I am not able to list from sonarr subdirectories of a cifs share.

Platform: Vero4K (armhf)
OS: OSMC (Debian 8)
Mono 4.8
Sonar 2.0.0.4645

Steps to reproduce:

  • Mount a cifs share:

> sudo mount -t cifs -o credentials=/etc/samba/tcdisk.cred,uid=osmc,gid=osmc //10.8.1.2/TC-Disk/Videos/Movies /mnt/tcdisk/videos2

  • Test read & write
> mkdir /mnt/tcdisk/videos2/test
> ls -l /mnt/tcdisk/videos2/
drwxr-xr-x 2 osmc osmc 0 mar 18 01:32 test
  • Run Sonarr

> mono --debug NzbDrone.exe

  • On Sonarr web, Series -> Add Series -> Import Existing Series on Disk -> Navigate to /mnt/tcdisk/videos2/

Result empty
…
Expecting the test directory.
Debug logs enabled, but no errors or other helpful info there.

Other applications working (Sickrage, Couchpotato …).

Any help?

Have you taken a look at other recent threads about cifs shares?

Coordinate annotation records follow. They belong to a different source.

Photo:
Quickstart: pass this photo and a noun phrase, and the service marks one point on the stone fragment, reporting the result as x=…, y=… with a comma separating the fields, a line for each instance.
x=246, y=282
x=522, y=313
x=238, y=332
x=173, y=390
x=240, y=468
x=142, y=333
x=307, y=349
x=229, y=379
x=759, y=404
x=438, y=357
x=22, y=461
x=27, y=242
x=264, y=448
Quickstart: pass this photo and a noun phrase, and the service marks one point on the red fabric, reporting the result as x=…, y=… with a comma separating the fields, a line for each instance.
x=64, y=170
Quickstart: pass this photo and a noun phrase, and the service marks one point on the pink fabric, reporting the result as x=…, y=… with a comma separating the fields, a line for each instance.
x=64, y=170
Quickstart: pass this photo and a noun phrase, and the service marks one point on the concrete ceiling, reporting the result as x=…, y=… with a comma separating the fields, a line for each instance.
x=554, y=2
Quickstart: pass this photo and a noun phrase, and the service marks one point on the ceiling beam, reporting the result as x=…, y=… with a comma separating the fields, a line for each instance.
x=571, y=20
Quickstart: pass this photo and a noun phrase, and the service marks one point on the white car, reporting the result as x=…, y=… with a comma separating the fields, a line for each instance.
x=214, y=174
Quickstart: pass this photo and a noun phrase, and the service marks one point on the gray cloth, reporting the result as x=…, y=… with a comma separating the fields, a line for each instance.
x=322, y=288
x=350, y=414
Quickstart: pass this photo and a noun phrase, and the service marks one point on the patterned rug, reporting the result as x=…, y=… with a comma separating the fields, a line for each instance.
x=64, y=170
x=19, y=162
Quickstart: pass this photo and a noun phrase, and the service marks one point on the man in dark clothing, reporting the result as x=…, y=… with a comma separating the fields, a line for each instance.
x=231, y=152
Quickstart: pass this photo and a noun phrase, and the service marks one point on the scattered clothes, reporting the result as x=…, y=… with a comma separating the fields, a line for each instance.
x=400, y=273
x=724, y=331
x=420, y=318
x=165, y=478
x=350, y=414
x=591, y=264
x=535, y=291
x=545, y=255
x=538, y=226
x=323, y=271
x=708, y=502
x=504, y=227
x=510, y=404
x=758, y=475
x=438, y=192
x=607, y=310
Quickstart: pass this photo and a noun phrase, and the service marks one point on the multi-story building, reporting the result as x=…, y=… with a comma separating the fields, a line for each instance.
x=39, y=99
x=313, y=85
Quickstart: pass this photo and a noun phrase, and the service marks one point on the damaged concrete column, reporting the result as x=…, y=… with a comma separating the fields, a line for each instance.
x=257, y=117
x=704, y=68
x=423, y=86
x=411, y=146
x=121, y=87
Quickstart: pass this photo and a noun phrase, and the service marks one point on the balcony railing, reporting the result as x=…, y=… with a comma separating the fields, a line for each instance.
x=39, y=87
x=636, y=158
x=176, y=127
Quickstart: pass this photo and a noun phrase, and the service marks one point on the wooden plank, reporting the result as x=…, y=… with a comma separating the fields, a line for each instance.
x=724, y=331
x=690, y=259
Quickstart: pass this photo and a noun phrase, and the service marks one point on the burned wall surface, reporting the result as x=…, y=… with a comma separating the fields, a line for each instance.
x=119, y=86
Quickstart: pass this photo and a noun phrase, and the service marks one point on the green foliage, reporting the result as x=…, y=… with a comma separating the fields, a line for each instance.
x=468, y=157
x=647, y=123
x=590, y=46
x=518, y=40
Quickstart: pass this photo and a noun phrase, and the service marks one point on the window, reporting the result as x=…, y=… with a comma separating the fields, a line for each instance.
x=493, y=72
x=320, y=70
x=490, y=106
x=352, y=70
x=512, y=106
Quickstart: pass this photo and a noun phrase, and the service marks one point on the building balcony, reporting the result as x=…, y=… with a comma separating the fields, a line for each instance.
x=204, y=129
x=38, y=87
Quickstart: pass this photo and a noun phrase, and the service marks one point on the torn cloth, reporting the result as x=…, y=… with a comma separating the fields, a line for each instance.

https://forums.sonarr.tv/search?q=cifs%20share%20order%3Alatest

I have. Generally dealing with write permissions problem, but nothing solved dealing with no being able to browse to a location.

Did some tests and posted over at mono for help:

http://mono.1490590.n4.nabble.com/Accessing-shared-file-system-td4670282.html

I wonder if downgrading mono might help since you’re seeing this fail in your test app as well.

Well I tried both Mono 4.8 and Mono 3.2.8. On Mono IRC someone ran the test and could not reproduce. Might be platform specific.

Ahh very well could be, we’ve seen our share of those unfortunately.

I’ve found that it’s much better to import by going to WANTED > Manual Import.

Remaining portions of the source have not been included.